Cuando hablamos de ventajas
competitivas, pensamos y buscamos aquellas cosas que nos distinguen de los demás,
que nos hacen únicos, diferentes exclusivos. Como definición está bien, pero no
nos debemos quedar solo en ello.
Cuando buscamos una ventaja
distintiva pensamos en el costo de armar algo original, diferente y podemos
caer en gastos inmensos que luego no se pueden equiparar con los resultados obtenidos.
Simple pero real y sucede muy a menudo, mucho esfuerzo y poco resultado.
Energías mal ubicadas, énfasis equivocado,
desmotivación y desilusión suelen ser los resultados obtenidos.
Si damos una primer mirada en
realidad veremos que en gran medida lo distintivo pasa por hacer exitoso lo
predecible y lo simple. Porque nuestros clientes esperan recibir con éxito aquello
que van a buscar y si eso que esperan se convierte en algo maravilloso y
excepcional hemos dado un gran paso adelante.
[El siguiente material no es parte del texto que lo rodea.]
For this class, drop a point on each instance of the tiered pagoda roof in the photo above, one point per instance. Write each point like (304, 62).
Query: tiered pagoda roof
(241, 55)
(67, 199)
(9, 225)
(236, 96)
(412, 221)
Solo cuando esto esté así, podemos
buscar agregar otras cosas para potenciar esa satisfacción.
Y por donde comenzamos, por
nuestro personal, porque ellos como personas son únicos e irrepetibles, así
nace nuestra exclusividad, formando a nuestros colaboradores como personas únicas
e importantes en sus funciones. Hacerlos sentir de esa forma redunda en un
gesto laboral superior. El segundo escalón son nuestros gerentes y personal
directivos, sin su interpretación del negocio y de la satisfacción de sus
colaboradores, no tendrán un negocio exitoso.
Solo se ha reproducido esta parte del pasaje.